Good quote from Kieron Gillen's newsletter that resonated with me:

But that it’s nonsense doesn’t make it useless. It’s made me think about time, perspective and who I was at each of these points. One of the things that has struck me as I’ve aged is that old people never actually explain what they mean “you’ll see things different when you’re older. You’ll have a different perspective” That only comes across as patronising, because it is patronising… but they’re also not really saying what they mean.

What being older does is provide a variety of perspectives – not just who you met, but from your own moving identity. You have been a different person at different places, and seen the world from where you stood. It’s not about the final perspective being correct – but an awareness that there are multiple perspectives one can inhabitant, and they were (mainly) true and necessary responses to where you were in that moment.
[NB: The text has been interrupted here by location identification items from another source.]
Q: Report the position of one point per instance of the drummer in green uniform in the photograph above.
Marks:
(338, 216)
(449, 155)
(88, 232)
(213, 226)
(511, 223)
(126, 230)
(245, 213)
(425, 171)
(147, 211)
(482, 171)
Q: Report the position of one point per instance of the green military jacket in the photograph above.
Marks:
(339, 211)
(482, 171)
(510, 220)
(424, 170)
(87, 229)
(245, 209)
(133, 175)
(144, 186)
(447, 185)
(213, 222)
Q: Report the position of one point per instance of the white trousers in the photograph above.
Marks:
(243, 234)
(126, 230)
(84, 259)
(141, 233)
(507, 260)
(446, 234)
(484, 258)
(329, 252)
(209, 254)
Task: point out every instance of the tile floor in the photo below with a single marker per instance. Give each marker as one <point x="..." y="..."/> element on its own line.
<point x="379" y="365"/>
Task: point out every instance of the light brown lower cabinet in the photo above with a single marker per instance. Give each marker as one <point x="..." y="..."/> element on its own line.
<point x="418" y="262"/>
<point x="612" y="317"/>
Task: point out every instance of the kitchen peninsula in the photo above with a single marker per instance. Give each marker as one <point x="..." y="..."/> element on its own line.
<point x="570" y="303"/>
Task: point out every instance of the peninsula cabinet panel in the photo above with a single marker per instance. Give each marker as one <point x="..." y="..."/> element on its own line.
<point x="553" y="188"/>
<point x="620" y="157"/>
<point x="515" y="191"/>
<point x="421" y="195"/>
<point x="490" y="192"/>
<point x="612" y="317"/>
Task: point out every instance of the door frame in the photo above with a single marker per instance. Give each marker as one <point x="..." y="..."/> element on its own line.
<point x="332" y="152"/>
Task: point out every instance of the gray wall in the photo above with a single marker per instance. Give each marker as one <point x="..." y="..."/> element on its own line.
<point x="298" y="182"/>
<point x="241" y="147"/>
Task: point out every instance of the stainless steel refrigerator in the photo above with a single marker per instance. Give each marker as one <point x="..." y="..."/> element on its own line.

Unless they’re being a total shithead (which is entirely possible) what they’re really saying is “you will see things differently when you’re older because you will have seen things differently at different points, and then have a different understanding based on all those people you’ve been.”

The danger for the old is that because they have had all these multiplicities of experience is that they think their multiplicities are all there are. That is fatal.

245: the juvenilia jamboree

This is the fractal version of something I've held for a long time, which is utterly obvious but for me has explained so much of various people's behaviour over time. Your worldview is not universal. Worldview here being the internal model of/interpretive lens you hold up to the world based on the aggregate of your life experience.

Again, I think this is utterly obvious to a lot of people. But so much that I see in other people's behaviour that I think of as wrong or destructive (in the minor or the major key) comes down to them just not operating as if this is true, and treating their own perspective as a monolith.

(This is not the only thing that leads to those behaviours, of course -- it's perfectly possible to understand this and still do bad things or things badly. But it's a common 'thoughtless' thing, as far as I can see.)

The temporal aspect to this is important, too. I remember hearing some years ago (I think also on the Hidden Brain podcast, as referenced yesterday) about a study where participants were asked for their forward- and backward-looking perspectives on themselves over time. They were asked:

  • How much have you changed vs you a decade ago? (Answers generally boiling down to 'oh wow SO MUCH!')
  • How much do you think you'll change in the next decade? (Answers generally amounting to 'oh, not much, really'.)

Those answer patterns were consistent across all age groups. Generally, we seem to think we're 'finished' at whatever age we happen to be. We underrate how much will continue to grow and change, despite the preponderance of past evidence for the fact that we will. Understanding this has been hugely important to me. I feel in continuity with my past and future selves, but without feeling I am the 'correct' form of George, either.

(And the change talked about doesn't mean a strictly negative reckoning, either. We can have compassion for our past (or even future) selves even if we don't like them, or wish they'd done things differently, or had access to (self-)knowledge or insights that we have in the present.)